Bunlar, daha çok kabilesel değil, dinsel boyutta direnmişlerdir. Dinsel Varlık, Kabilesel Varlığa üstün tutulmuştur. Birkaç farklı mezhep halinde günümüze kadar yansıyabilmişlerdir. Sünni Kürtlere göre Kürtlüğün daha saf değerlerini temsil ederler. Tarihte birçok kırım yaşamalarına rağmen inançlarında ısrar etmişlerdir. Geleneksel Kürt Kültürünün zengin bir kaynağı olmalarına rağmen, kitap birikimlerinin yakılması ve özgür yaşamlarının sürekli baskılanması, bu zengin kaynağın fakirleşmesine ve âdeta kurumasına yol açmıştır. Devlet, Milliyetleşmede; Tasavvuf Cemaati, Halklaşmada daha etkilidir. Devlet odaklı zayıf bir Milliyet gerçeği olmalarına rağmen, Kürtlerin, güçlü Tasavvufi Tarikatlar etrafında daha demokratik, özgür ve eşit Halklaşma gerçekliğini yaşamaları söz konusudur. Kürt gerçekliğinde son iki yüzyılın, önceki tarihî dönemlerden ayrılan ve benzeyen özelliklerini daha yakından görmek öğretici olacaktır. Görkemli Neolitik Çağda Proto-Kürtler, Evrensel Tarihin motor gücüydüler. İlkçağda, Merkezî Uygarlık Sisteminin doğuşunda ve beslenmesinde Beşik ve Ana rolündeydiler. Ortaçağda, Merkezî Uygarlık Sisteminin, İslâmiyet’in güçlü ve öncü kavimlerinden biriydiler. Ortadoğu’nun bu görkemli, cesur ve emekçi gerçekliği, Yeniçağda, Kapitalist Modernitenin Hegemonik Çağında, neredeyse tarihten silinmekle yüz yüze geldi. Kürt gerçekliği üzerine sanki değil, gerçek bir kâbus çöktü. Peş peşe soykırımlar için kullanılan bir deyim olan “büyük felaketler” e uğradı. Her ne kadar Varlığını koruyorsa da bu Varlık, özgür olmayıp cehennemin Sırat Köprüsünden geçmektedir.
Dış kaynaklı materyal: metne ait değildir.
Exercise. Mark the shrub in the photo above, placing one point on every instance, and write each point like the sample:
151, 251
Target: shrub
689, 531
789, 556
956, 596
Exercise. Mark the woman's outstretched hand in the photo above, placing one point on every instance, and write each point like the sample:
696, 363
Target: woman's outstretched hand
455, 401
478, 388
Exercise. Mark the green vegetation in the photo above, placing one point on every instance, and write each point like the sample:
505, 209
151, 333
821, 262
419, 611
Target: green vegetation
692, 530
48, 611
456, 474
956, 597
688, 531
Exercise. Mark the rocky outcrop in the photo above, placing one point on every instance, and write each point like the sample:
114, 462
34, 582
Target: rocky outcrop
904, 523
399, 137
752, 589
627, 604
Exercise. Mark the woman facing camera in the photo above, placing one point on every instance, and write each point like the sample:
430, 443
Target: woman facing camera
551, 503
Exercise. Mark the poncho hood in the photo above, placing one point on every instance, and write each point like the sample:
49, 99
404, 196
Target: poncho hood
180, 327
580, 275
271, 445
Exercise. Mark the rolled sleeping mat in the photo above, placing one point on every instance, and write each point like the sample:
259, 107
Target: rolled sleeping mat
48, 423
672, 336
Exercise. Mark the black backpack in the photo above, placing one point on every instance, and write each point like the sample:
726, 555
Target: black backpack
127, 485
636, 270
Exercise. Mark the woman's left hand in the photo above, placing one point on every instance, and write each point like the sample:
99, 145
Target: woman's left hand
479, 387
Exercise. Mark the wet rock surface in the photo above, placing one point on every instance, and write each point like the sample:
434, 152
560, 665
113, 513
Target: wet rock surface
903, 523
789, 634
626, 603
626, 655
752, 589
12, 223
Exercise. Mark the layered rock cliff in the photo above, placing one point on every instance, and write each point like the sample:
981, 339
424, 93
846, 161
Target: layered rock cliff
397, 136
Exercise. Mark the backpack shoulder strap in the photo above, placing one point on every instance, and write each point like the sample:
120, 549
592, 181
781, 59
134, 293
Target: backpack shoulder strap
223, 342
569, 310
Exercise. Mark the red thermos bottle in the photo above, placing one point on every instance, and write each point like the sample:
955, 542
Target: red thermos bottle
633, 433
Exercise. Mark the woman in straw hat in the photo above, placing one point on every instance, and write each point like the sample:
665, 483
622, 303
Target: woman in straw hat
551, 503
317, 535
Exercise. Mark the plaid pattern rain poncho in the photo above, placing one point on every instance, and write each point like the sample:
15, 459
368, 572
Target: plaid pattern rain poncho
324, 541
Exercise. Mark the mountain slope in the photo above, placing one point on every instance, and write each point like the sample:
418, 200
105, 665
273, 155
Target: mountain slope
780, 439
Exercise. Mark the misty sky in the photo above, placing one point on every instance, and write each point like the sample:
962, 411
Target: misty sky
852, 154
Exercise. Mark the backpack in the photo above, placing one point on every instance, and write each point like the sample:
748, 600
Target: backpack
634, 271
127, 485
20. Yüzyıldaki Kürtlük, kurtarılmadan önce Var kılınması gereken bir Kürtlüktü. Başarılan şey, Varoluştu. Bir şey eğer Varlık Sorununu yaşıyorsa, öncelikle yapılması gereken onu kurtarmak değil, Var kılmaktır. Kürtlerin durumu, önceliği, tamı tamına Varoluşa vermeyi gerektiriyordu. Kurtuluş, özgürlük ve eşitlik gibi kavramlar, ancak Varoluşsal Sorununu çözmüş varlıklar için anlam ifade eder. Kürt Sorununu ve çözüm yollarını tartışmadan önce Varlık Sorunu konusunda aydınlanmak şarttır. Aydınlanmak, ilgili Varlık konusunda hakikatle tanışmaktır. Hakikat ise, uğruna büyük mücadele verilmeksizin varılacak bir hedef değildir. Hakikat gerçek olmayıp, gerçeğin bilince varmış halidir. Hakikatsiz gerçek, uyuyan gerçekliktir. Uyuyan gerçekliğin sorunu yoktur. Hakikat, uykudaki gerçekliğin uyandırılmış halidir. Kürtlere ilişkin uyku hali, o denli derin ve ölüme yakındı ki, hakikati uğruna savaşın, çok karmaşık ve zorlu geçeceği açıktı. Kürt gerçeği ve sorununa ilişkin hakikatler, özgürlük umutlarının ilk defa gerçekleştiğine tanıklık etmektedir.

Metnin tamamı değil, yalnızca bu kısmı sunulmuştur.